There is a lot of buzz going around twitter and the blogosphere the last couple of days around the future of AS3 and what the community wants. These discussions include Joa Ebert’s post on community contribution, language extensions and compiler performance, Nicolas Cannasse’s (author of the Haxe programming language) post on AS3 as a failed language and Andre Michelle’s post adding to the earlier two.
All the above posts do have valid points even if they are rather sensationally titled, though calling AS3 a failed language would be stretching it considering how many of us use it and do fairly complicated things with it even if typing “addEventListener” is a pain in the ass. The flip side to the above arguments come from Peter Elst’s post Making the case for ActionScript.
So here are my takes on the topic:
- AS3 has not failed but is definitely gotten more verbose as painful to type. Traditionally ActionScript seemed to suffer from a love affair with Java which is probably why Java/C# developers do not see the points here. However the new fashionable languages are a lot less verbose and draw a lot of attraction on that front.

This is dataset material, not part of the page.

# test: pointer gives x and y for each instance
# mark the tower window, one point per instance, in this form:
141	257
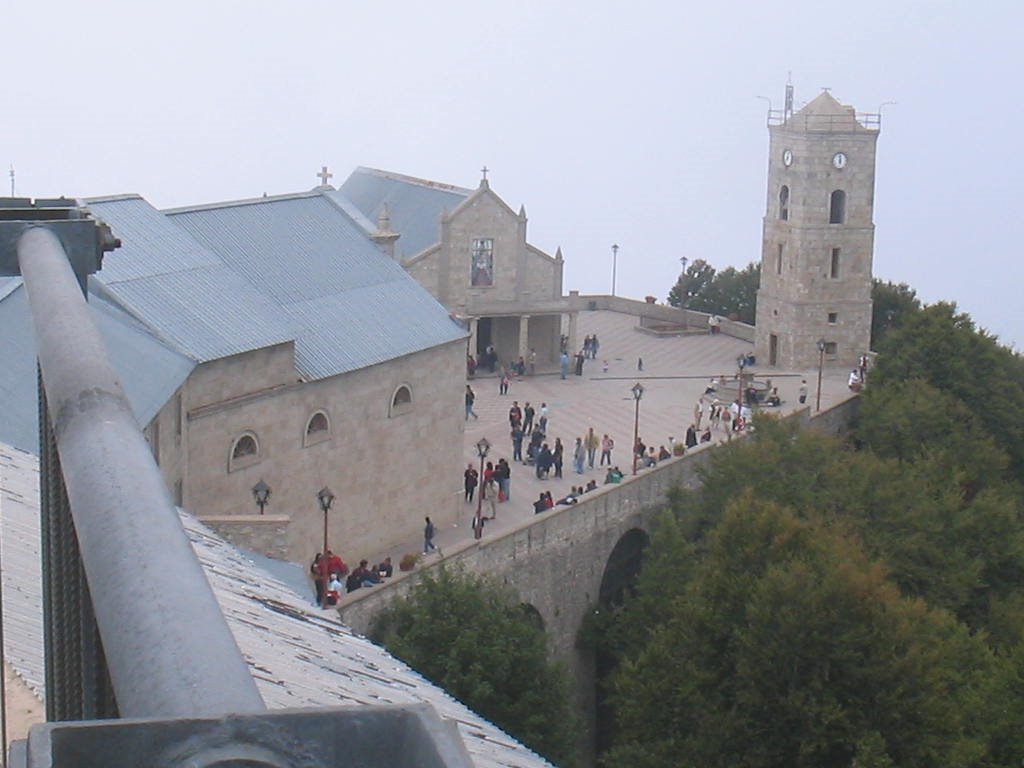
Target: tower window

- A lot of twitter conversation at this moment is talking about decoupling the AS3 language from the ActionScript Virtual Machine, and that would be cool, you could write Flash apps in a language you feel is cleaner. Alchemy enables this with C++ code, could probably be extended. For me the excitement isnt about compiling Python to the Flash Byte code but rather leveraging the language specific libraries I could use with my apps.
- I had already blogged how AS3 has gotten a bit slower to work with than AS2. Adobe should look at the mistakes people are making everyday and improve either the language or the tooling (like maybe Flash Builder could warn you if you created a displayobject but never added it as a child). Simpler constructs for everyday things like getURL, loadXML would realllly help. This could be done with a framework that wraps lower level calls, but its a pain to add a swc to a classpath that I could do without.
- Finally, lets have Adobe concentrate on features than language aesthetics. Take a look at how ugly Objective C is and you’d know we dont have it so bad. And yet, the language would not be the deterrant for me to write an iPhone app. So Adobe, I’d much rather get some player level features, and better performance for sure.
Oh and my big request of the Adobe peeps:
Adopt a secondary language and integrate well with it, especially AIR. AS3 will never have the libraries I would like to use, so if there could be a way to leverage Python or something as well on the desktop at least, that would be great. I am right now looking at TitaniumApp for some apps I wish I could have done in AIR.